La muerte a debate.

María Elizabeth de los Rios Uriarte

Resulta común que, ante escenarios desesperanzadores, se soliciten medidas trágicas que, sin resolver el problema de fondo, representen salidas fáciles. Es así como en nuestro país, como en varios más, ante la escalada de contagios por Covid-19 y las consecuencias en el deterioro de la vida especialmente de aquellos que sufren de condiciones médicas previas y edad avanzada, se haya solicitado que se permita la práctica de la eutanasia o del suicidio asistido.

Lo primero que hay que aclarar es que no es lo mismo eutanasia que suicidio asistido. La primera implica una acción u omisión que provoca la muerte de una persona por su naturaleza o en intención, sea cual fuere ésta. Este acto forzosamente involucra a un tercero que normalmente es el profesional de la salud. Por su parte, el suicidio asistido implica un auxilio al suicidio por parte de terceros, puede ser un médico, algún familiar o amigo cercano que provee al solicitante de los insumos necesarios para que sea él mismo quien los ingiera o quien se los coloque para provocar su muerte. La diferencia fundamental radica en que en la eutanasia el acto de ponerle fin a la vida de una persona lo ejecuta un tercero, generalmente un médico, y en el suicidio asistido es el mismo paciente el que pone fin a su vida habiendo sido ayudado por alguien más.

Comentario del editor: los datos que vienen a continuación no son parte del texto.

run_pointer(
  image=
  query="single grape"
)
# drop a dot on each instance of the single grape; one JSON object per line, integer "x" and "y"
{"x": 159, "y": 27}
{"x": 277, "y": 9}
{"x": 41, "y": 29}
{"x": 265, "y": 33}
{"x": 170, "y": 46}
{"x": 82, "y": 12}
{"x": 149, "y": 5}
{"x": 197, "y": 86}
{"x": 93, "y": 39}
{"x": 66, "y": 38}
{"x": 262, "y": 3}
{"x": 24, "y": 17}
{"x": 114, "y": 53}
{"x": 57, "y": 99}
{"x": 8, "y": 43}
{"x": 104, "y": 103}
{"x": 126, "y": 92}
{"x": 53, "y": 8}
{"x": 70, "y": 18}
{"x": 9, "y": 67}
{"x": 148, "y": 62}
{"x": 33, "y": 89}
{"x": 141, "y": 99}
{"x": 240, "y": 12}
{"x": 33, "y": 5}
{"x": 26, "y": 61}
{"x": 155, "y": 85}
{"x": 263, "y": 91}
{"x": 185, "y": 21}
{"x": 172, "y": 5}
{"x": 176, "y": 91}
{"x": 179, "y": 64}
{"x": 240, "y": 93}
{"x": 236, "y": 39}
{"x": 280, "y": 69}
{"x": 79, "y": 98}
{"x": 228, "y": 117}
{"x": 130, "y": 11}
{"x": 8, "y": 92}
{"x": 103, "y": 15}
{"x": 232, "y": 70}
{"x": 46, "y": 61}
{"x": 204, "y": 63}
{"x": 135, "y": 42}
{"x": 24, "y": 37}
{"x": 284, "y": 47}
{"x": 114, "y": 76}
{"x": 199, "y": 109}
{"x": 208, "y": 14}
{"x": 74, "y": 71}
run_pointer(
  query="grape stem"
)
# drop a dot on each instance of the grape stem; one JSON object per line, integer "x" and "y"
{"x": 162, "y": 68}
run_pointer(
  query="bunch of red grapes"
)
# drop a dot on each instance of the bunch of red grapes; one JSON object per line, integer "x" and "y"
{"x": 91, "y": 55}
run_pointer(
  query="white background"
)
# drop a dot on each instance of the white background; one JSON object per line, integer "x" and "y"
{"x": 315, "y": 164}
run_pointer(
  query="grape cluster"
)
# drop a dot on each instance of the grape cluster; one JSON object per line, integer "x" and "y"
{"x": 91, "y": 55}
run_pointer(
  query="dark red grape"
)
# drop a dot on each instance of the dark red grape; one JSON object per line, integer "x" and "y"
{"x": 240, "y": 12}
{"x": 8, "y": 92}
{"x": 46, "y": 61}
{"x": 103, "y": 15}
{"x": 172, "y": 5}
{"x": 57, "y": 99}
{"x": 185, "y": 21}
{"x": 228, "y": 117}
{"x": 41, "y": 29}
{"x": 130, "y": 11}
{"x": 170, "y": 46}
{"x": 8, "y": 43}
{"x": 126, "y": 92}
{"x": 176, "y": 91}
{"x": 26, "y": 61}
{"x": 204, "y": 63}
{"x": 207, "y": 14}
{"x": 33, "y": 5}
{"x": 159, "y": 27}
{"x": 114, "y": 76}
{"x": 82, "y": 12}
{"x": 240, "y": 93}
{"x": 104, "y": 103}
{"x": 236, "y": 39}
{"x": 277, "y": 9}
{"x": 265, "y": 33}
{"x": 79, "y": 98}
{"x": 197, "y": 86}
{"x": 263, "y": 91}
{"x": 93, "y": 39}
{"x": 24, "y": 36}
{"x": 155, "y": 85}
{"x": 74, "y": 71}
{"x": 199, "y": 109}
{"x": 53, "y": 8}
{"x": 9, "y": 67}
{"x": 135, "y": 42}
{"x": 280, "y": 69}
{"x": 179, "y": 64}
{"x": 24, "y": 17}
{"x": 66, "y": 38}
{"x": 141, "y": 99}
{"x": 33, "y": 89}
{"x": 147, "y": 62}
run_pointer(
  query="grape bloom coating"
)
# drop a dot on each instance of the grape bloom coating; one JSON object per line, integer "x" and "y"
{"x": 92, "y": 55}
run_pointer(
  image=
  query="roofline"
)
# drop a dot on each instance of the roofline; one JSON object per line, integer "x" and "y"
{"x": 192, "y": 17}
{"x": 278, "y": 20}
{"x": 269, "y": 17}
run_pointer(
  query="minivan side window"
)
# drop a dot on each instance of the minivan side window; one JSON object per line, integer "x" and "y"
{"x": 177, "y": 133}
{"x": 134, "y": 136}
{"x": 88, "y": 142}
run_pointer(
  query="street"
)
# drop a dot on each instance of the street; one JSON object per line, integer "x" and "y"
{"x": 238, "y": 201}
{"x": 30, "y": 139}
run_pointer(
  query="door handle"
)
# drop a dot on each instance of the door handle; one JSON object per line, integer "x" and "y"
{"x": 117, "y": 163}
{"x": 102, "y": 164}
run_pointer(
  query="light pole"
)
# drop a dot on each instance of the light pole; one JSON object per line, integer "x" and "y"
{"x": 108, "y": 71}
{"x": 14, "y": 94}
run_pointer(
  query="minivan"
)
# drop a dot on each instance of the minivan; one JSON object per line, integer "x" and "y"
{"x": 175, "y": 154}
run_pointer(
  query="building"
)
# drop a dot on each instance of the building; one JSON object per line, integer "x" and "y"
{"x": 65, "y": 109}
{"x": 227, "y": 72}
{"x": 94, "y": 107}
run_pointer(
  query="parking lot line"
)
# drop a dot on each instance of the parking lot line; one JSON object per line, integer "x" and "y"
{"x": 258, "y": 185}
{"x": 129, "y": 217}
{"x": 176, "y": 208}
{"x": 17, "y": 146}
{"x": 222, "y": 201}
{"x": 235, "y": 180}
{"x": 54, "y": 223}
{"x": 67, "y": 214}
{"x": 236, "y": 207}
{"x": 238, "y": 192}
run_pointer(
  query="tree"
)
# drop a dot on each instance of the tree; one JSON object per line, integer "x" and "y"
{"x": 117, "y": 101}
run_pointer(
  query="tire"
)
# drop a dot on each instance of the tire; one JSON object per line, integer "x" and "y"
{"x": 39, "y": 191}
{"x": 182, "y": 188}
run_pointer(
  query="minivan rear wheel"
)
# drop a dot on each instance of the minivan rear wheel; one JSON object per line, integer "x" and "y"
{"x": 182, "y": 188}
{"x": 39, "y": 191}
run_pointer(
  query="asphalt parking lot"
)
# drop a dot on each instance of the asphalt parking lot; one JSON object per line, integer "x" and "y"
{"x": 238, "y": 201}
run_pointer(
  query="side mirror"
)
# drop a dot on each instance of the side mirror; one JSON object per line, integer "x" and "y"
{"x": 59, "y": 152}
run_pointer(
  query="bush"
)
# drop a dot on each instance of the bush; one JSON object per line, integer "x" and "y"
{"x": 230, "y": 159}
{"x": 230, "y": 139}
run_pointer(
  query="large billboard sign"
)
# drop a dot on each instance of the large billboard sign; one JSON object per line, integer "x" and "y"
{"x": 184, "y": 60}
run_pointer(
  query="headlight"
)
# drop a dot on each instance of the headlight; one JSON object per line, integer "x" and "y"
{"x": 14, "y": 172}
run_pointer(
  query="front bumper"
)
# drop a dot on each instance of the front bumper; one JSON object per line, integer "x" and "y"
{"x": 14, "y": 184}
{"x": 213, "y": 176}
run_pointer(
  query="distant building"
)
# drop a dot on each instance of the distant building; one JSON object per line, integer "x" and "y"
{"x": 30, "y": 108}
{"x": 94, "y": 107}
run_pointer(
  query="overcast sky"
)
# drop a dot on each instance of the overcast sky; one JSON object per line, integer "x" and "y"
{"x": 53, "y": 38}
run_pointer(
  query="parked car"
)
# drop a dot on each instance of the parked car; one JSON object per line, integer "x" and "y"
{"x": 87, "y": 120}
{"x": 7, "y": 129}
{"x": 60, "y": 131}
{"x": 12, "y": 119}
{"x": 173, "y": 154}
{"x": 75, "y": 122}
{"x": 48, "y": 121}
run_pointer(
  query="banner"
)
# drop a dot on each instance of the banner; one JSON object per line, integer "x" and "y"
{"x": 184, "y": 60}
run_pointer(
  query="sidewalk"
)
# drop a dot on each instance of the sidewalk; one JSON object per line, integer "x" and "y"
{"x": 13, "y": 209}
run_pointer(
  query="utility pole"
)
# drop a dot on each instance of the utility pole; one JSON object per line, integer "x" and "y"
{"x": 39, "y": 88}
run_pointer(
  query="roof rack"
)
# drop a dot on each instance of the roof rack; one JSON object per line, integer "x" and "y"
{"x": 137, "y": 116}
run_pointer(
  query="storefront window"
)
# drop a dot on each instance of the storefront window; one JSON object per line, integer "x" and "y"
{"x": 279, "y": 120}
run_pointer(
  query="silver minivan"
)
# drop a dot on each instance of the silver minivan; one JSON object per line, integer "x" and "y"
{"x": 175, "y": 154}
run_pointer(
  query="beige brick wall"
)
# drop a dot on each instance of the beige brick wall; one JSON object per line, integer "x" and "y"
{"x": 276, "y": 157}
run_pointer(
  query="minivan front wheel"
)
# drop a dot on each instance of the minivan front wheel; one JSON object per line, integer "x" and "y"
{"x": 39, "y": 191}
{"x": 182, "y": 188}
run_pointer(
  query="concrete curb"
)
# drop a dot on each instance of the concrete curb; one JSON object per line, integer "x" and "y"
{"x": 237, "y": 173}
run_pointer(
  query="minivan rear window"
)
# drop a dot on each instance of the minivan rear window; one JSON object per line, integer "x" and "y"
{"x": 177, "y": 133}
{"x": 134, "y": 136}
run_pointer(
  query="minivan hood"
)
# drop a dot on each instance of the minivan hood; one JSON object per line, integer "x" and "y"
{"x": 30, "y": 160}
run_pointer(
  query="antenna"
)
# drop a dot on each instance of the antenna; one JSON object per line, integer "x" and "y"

Las implicaciones jurídicas de una y otra práctica son distintas; mientras que la eutanasia no se encuentra siquiera tipificada como delito en nuestro fuero federal, un acto que provoque la muerte de una persona puede ser catalogado como homicidio y éste sí se encuentra contemplado en el artículo 302 del Código Penal Federal con una sanción que va de los 12 a los 24 años de prisión. Por su parte, el suicidio asistido se encuentra regulado mediante la figura de la inducción o ayuda al suicidio contemplada en el artículo 312 del mismo código estableciéndose una pena de 1 a 5 años de prisión.

Ahora bien, se ha propuesto en algunas regiones de nuestro país, desde hace varios años ya, que se pueda solicitar una u otra práctica ante el diagnóstico de una enfermedad terminal. De hecho, en 2017 la Constitución Política de la Ciudad de México determina en su artículo 6 inciso A el derecho a la autodeterminación de todas las personas y afirma que: “Este derecho humano fundamental deberá posibilitar que todas las personas puedan ejercer plenamente sus capacidades para vivir con dignidad. La vida digna contiene implícitamente el derecho a una muerte digna”. No obstante, no se aclara qué se entiende por tal concepto.

En este orden de ideas, más allá de si se puede o no regular una u otra práctica e incluso más allá de si morir mediante eutanasia o suicidio asistido alude a la dignidad de toda vida, el problema radica en la base sobre la que descansan las peticiones de una y de otra, así como en prever y establecer los límites y condiciones para practicarlas, ya que, de otra forma, se podrían realizar indiscriminadamente permitiendo el fácil paso del derecho a morir al deber de matar (a este argumento se le conoce como la “pendiente resbaladiza” y se usó después de ver que en países como Alemania al inicio de su regulación y Holanda se transitó de algunos casos bien ponderados a su implementación en numerosas situaciones que no contaban con las razones médicas ni jurídicas para solicitar tales acciones).

Caer en la desesperación provocada por el dolor extremo, el diagnóstico de una enfermedad incurable, la soledad y el aislamiento son motivos suficientes para no querer vivir más, sin embargo, no son razones; así, mientras que los motivos se fundan en emociones y, por ello, son cambiantes y volubles pudiendo ocasionar, en algunas veces incluso, arrepentirnos de las decisiones tomadas; las razones buscan verdades últimas y se asientan sobre la naturaleza humana que tiene vida y una vida racional, impregnada por un fin que la impulsa a buscar un sentido último a su existencia. Ante esto habría que preguntarnos: ¿realmente el sentido de nuestra vida es nuestra muerte? El debate debe ir más allá de los motivos y fundarse en razones.

La autora es profesora e investigadora de la Facultad de Bioética, Universidad Anáhuac México.